Comme Debussy, Korngold adapte une œuvre d’un auteur symboliste belge – Rodenbach remplaçant ici Maeterlinck. Mais là où le compositeur français embrassait les évanescences impressionnistes, l’Autrichien exalte les contrastes foisonnants de l’expressionnisme, autour d’un lyrisme généreux et débordant. De quoi apporter à cette Ville morte, au sujet bien grave, un sens du drame toujours passionnant, où l’orchestre joue un rôle majeur. En ce domaine, on saluera le travail de Thomas Rösner à la tête d’un Orchestre national des Pays de la Loire parfaitement affûté dans cette partition difficile et merveilleux de poésie dans les passages lents. On pourra juste souhaiter, après le rodage de la première dimanche, davantage de respiration dans les pages rapides et davantage de relief pour les cellules rythmiques répétées comme autant de leitmotivs entêtants – souvent en contraste avec la mélodie principale.

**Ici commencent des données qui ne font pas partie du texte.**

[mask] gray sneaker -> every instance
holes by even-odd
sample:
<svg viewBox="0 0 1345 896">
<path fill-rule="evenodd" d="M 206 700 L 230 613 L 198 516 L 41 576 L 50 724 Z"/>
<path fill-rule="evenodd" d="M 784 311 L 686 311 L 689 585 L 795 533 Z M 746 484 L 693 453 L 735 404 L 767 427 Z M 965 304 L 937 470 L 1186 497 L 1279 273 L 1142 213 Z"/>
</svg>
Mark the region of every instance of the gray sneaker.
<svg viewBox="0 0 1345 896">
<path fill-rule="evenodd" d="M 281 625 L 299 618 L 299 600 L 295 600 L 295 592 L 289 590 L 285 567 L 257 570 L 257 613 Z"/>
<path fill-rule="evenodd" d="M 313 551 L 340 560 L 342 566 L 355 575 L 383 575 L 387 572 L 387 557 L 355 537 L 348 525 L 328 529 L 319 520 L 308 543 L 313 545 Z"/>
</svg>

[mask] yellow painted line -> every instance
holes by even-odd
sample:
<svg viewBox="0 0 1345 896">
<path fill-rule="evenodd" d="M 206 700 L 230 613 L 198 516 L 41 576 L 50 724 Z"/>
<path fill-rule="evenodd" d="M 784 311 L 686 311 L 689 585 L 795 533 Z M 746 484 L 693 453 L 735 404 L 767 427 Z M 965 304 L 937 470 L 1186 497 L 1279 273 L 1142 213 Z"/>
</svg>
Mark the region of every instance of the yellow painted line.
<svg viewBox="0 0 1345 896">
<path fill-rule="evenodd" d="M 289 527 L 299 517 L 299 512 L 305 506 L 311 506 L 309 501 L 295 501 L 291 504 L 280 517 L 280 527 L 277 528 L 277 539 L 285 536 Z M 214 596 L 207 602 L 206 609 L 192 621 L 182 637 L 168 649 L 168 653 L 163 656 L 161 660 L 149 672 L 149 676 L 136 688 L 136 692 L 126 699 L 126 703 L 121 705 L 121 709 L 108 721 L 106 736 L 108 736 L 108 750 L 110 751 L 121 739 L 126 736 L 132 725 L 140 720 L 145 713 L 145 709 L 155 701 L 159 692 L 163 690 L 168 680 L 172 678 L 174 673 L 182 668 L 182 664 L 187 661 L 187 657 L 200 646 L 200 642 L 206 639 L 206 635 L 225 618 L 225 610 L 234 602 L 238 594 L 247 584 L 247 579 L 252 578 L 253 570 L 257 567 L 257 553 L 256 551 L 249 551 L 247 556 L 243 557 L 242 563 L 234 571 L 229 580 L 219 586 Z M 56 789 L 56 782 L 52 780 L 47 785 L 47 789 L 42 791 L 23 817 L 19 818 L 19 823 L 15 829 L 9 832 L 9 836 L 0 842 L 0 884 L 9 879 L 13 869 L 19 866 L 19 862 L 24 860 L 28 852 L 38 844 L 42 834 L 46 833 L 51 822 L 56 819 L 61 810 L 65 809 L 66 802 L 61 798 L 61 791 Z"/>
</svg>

Sur scène, Philipp Himmelmann imagine un décor astucieux en superposant sur deux étages jusqu’à six modules qui reproduisent, en un fascinant effet de miroir, un appartement étriqué. Figurant l’incapacité de Paul à vivre autrement que par le souvenir de sa femme défunte, cette nudité spartiate n’est constituée que d’un unique fauteuil et son luminaire associé. En chaque espace ainsi délimité et reproduit à l’identique, les différents personnages de l’action agissent ensemble mais ne se croisent jamais – une idée qui permet au spectateur d’imaginer immédiatement la pirouette finale, à savoir que tous les événements à venir se déroule dans le seul esprit perturbé de Paul. Si la mise en scène de Willy Decker apportait une infinie poésie dans la rêverie, Philipp Himmelmann insiste quant à lui non plus seulement sur la dualité entre la nécessité de vivre et la tentation du renoncement, mais sur l’opposition ardente entre le vif désir pour Marietta et le respect de la mémoire de la défunte Marie. Dans cette optique, l’étalage quasi orgiaque du deuxième acte prend tout son sens, renforcé par la mise en avant du contexte religieux autour d’une Brigitta grimée en bonne sœur ou du regard halluciné de Paul lors de la procession au dernier acte.
La brillante distribution permet d’éviter l’écueil habituel de ce type de mise en scène, à savoir la froideur de ces mises en situation où les personnages ne se touchent pas, évoluant chacun dans leur espace clos. Helena Juntunen (déjà acclamée à Nancy voilà cinq ans) compose ainsi une vibrante Marietta, impressionnante de présence physique comme de brio vocal. Eloquence de l’expression, pureté de la ligne de chant, conviction dans l’émission, elle reçoit une ovation amplement méritée à l’issue de la représentation. A ses côtés, si Daniel Kirch (Paul) met un peu de temps à se chauffer autour d’une faible projection et d’un timbre un peu terne, ses relatives faiblesses entrent parfaitement en résonnance avec son rôle. En fin de compte, son investissement constant, sa noblesse de style tout comme la souplesse des phrasés satisfont pleinement. Si Allen Boxer se montre tout à fait convainquant, c’est surtout la superlative Brigitta de Maria Riccarda Wesseling qui apporte beaucoup de saveur à son rôle, seulement gênée par quelques aigus forcés. On retiendra aussi, dans cette très belle affiche, les superbes graves moirés de John Chest (Fritz).
Un plateau vocal très convaincant pour un trop rare Korngold à la scène. Assurément un spectacle à ne pas manquer en ce début d’année!